Pochette de l'album "The Nation's Most Central Location" par Warrington-Runcorn New Town Development Plan

Sous ce nom à rallonge — dont la sécheresse bureaucratique évoque d’emblée des panneaux autoroutiers en aluminium gris — se cache Gordon Chapman-Fox, cartographe sonore des utopies manquées. Avec ses synthétiseurs comme unique boussole, il nous entraîne sur des routes où la modernité s’est arrêtée sur une aire de repos, moteur fumant, tandis que l’espoir, lui, continue de clignoter au loin comme un néon récalcitrant.
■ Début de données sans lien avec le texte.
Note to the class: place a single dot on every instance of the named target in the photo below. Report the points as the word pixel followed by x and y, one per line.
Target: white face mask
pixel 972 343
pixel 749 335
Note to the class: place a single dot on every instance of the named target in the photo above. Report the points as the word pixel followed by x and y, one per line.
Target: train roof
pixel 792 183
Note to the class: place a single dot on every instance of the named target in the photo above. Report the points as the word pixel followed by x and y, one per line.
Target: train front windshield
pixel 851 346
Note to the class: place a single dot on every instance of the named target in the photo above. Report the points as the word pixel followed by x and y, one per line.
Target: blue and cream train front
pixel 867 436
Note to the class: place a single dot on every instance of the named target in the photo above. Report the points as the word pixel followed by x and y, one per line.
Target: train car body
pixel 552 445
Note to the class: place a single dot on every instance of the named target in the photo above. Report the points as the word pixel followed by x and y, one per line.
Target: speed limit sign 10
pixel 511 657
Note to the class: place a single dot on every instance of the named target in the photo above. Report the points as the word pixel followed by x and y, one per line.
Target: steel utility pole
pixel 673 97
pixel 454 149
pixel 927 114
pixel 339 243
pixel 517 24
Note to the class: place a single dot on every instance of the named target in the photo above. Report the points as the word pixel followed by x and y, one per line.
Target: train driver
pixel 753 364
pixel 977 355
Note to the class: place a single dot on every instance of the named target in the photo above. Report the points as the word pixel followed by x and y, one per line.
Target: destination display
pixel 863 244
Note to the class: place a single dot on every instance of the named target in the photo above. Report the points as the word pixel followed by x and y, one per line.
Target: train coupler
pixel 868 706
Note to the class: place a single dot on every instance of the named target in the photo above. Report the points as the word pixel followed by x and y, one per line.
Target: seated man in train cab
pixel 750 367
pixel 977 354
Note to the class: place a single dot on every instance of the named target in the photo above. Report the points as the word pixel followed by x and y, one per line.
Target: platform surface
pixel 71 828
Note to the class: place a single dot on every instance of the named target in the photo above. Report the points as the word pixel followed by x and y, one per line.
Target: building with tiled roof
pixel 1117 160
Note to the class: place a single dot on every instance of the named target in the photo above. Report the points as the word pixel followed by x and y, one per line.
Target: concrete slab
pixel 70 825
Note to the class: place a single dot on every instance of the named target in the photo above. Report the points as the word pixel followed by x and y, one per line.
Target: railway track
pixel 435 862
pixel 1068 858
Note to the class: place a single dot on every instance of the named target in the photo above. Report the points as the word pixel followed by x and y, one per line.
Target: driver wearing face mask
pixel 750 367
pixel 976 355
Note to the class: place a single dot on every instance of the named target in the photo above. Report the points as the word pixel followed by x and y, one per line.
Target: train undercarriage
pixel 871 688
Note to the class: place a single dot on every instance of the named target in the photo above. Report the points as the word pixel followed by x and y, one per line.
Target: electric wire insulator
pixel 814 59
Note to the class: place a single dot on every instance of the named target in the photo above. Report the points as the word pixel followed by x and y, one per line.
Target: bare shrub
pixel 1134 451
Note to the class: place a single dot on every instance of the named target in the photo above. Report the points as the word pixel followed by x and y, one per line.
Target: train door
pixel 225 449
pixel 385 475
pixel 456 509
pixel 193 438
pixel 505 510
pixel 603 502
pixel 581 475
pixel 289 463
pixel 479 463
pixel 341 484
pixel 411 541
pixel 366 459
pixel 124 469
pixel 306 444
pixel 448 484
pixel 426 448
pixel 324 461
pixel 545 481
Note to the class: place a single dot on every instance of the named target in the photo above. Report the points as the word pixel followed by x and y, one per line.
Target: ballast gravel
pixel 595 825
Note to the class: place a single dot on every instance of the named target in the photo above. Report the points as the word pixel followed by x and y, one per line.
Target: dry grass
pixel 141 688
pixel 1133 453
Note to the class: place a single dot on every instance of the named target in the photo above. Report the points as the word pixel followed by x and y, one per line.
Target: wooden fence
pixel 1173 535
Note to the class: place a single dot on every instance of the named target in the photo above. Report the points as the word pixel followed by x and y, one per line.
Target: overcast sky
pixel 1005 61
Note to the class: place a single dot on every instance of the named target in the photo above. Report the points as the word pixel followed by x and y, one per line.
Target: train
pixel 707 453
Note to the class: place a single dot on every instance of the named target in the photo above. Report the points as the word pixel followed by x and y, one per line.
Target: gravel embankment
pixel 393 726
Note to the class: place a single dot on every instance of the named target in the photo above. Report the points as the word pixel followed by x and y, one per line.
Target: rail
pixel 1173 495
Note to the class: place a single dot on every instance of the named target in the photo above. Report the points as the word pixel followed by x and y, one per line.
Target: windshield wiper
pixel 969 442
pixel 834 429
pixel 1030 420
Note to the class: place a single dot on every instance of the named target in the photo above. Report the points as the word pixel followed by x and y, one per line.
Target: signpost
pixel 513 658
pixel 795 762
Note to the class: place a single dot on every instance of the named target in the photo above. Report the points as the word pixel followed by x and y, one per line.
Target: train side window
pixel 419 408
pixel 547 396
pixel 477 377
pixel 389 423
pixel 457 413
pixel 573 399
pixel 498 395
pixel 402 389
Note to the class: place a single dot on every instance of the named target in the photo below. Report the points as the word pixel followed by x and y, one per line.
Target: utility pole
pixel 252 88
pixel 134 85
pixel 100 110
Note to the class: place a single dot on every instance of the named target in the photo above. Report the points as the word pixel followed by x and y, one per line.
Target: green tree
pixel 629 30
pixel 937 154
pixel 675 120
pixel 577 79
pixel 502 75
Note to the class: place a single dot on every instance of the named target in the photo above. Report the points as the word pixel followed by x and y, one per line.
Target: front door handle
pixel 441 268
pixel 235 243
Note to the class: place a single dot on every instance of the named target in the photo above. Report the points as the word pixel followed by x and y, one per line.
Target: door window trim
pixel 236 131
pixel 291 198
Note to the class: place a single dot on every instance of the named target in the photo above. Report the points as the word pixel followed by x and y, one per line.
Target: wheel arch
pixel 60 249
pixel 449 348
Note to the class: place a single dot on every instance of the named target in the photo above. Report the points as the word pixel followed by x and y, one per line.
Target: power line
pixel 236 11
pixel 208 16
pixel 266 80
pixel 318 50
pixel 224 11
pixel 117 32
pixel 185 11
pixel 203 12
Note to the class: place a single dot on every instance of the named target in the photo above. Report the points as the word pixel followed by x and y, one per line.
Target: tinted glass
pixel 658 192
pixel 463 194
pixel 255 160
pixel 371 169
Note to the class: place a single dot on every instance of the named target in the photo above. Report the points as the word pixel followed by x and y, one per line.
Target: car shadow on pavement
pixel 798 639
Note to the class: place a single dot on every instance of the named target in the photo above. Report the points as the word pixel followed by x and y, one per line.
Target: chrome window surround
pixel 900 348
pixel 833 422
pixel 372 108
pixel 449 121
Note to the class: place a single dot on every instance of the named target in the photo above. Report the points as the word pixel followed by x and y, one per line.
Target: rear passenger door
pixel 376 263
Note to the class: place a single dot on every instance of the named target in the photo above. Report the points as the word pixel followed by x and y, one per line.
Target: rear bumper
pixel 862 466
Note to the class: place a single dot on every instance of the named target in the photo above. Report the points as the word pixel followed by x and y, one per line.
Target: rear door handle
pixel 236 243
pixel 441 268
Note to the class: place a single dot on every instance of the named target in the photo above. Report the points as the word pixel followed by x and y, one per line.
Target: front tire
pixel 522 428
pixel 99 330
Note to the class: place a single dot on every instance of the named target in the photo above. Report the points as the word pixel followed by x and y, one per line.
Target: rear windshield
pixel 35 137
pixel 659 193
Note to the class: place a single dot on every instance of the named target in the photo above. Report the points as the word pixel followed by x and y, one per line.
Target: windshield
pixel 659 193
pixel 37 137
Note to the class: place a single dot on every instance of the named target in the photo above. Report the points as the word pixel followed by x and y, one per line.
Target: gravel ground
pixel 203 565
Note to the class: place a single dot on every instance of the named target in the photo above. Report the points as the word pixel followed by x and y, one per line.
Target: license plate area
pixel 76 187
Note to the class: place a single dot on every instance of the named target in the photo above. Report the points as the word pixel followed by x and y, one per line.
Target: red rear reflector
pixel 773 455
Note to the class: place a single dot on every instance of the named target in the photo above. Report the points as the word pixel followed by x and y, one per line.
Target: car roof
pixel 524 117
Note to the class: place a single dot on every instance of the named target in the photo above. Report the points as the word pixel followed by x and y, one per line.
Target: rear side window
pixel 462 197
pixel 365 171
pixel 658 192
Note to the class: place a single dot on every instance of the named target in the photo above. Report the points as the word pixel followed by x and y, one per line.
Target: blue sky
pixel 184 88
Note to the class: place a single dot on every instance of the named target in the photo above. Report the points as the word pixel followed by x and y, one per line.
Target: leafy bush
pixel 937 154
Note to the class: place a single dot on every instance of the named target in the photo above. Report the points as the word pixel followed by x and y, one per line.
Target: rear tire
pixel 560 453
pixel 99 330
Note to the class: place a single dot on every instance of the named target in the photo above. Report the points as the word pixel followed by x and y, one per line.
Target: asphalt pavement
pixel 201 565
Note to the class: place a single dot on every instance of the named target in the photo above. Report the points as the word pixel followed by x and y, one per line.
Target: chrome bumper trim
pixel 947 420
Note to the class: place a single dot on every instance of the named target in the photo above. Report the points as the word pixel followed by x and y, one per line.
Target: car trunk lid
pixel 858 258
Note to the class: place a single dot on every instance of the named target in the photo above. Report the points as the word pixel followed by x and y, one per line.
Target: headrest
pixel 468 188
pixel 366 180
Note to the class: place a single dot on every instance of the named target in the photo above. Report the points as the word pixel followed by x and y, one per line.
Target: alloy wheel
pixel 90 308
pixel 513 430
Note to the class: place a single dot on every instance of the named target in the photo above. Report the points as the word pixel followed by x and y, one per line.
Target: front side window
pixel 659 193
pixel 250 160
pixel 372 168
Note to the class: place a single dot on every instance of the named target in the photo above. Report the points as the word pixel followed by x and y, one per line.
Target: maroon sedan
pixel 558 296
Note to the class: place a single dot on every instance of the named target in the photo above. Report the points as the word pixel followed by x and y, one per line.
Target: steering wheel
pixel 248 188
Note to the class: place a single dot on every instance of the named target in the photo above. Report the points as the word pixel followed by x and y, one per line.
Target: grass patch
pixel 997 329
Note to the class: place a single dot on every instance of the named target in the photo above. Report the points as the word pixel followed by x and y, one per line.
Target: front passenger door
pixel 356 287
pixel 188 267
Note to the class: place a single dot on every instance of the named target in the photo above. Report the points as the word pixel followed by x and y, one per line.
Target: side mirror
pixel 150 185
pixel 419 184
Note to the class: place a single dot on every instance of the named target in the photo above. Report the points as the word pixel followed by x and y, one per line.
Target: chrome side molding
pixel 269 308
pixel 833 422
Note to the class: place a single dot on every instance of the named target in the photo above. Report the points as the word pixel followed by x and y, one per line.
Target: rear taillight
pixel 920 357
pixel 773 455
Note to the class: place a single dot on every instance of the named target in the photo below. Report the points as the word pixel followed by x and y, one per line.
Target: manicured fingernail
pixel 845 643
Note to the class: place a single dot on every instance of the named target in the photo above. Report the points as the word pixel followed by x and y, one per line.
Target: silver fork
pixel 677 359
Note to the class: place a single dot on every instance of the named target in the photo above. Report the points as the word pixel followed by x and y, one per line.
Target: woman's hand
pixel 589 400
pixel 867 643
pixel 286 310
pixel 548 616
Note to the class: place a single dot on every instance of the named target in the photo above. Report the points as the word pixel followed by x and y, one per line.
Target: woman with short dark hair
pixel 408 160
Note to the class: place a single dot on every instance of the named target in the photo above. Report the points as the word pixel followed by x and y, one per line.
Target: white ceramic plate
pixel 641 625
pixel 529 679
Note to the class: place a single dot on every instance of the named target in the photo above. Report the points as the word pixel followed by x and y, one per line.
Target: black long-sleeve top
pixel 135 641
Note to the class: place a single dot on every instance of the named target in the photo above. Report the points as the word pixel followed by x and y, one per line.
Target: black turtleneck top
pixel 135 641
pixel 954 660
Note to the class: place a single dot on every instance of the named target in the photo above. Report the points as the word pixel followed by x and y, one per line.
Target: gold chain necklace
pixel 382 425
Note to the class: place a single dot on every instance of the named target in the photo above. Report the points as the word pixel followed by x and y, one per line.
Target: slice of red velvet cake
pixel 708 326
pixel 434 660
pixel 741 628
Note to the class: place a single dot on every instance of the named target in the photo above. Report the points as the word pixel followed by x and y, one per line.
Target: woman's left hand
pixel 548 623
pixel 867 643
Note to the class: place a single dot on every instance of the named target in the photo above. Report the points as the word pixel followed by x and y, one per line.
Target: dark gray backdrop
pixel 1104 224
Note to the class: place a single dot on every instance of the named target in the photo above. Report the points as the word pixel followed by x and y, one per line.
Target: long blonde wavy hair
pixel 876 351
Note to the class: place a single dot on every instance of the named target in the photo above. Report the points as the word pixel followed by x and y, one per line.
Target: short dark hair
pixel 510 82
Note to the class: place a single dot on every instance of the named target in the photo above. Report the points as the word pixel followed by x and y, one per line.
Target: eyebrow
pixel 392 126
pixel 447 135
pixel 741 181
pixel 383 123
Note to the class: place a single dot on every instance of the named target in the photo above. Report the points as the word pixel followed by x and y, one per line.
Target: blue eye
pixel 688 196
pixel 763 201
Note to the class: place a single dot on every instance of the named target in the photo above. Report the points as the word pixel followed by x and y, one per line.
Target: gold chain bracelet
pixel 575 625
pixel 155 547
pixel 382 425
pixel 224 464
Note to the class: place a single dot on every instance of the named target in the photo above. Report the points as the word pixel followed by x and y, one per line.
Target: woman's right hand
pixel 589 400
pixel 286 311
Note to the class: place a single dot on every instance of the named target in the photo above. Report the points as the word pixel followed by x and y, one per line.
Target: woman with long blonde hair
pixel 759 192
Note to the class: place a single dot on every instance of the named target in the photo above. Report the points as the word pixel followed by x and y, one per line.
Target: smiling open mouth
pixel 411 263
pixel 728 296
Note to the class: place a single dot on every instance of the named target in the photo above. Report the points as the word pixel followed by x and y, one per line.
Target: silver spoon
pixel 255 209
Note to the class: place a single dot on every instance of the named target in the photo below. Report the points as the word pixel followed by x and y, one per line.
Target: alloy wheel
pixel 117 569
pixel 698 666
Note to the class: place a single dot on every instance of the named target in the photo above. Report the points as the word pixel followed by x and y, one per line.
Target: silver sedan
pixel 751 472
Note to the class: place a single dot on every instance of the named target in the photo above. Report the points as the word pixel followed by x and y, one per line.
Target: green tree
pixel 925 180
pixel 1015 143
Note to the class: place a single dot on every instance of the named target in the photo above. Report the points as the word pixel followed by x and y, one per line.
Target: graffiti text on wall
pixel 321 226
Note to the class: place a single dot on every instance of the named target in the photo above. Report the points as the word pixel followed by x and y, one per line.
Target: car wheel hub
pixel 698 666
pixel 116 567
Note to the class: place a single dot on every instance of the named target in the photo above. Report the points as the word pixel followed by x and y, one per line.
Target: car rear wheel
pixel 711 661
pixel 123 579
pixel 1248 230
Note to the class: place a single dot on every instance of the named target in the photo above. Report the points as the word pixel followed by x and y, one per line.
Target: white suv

Il suffit d’écouter ‘Just Off the M56 (J12)’ pour comprendre la démarche : arpèges cristallins, bourdonnements synthétiques, nappes de réverbération. La musique dessine le plan d’une cité nouvelle qui n’a jamais vu le jour. Chaque pulsation est un lampadaire orange qui s’allume sur le bitume humide d’une rocade, chaque note est un bâtiment préfabriqué à la façade couleur béton. ‘Rocksavage‘ pulse comme un cœur industriel. On y entend presque, sous les vagues de synthé modulé, le grondement sourd d’une centrale chimique ou le souffle brûlant d’un haut-fourneau. C’est beau, sombre et magnifiquement concret. Chapman-Fox ne peint pas seulement des paysages : il fait résonner le béton, le vent entre les pylônes et les vibrations d’un pont suspendu.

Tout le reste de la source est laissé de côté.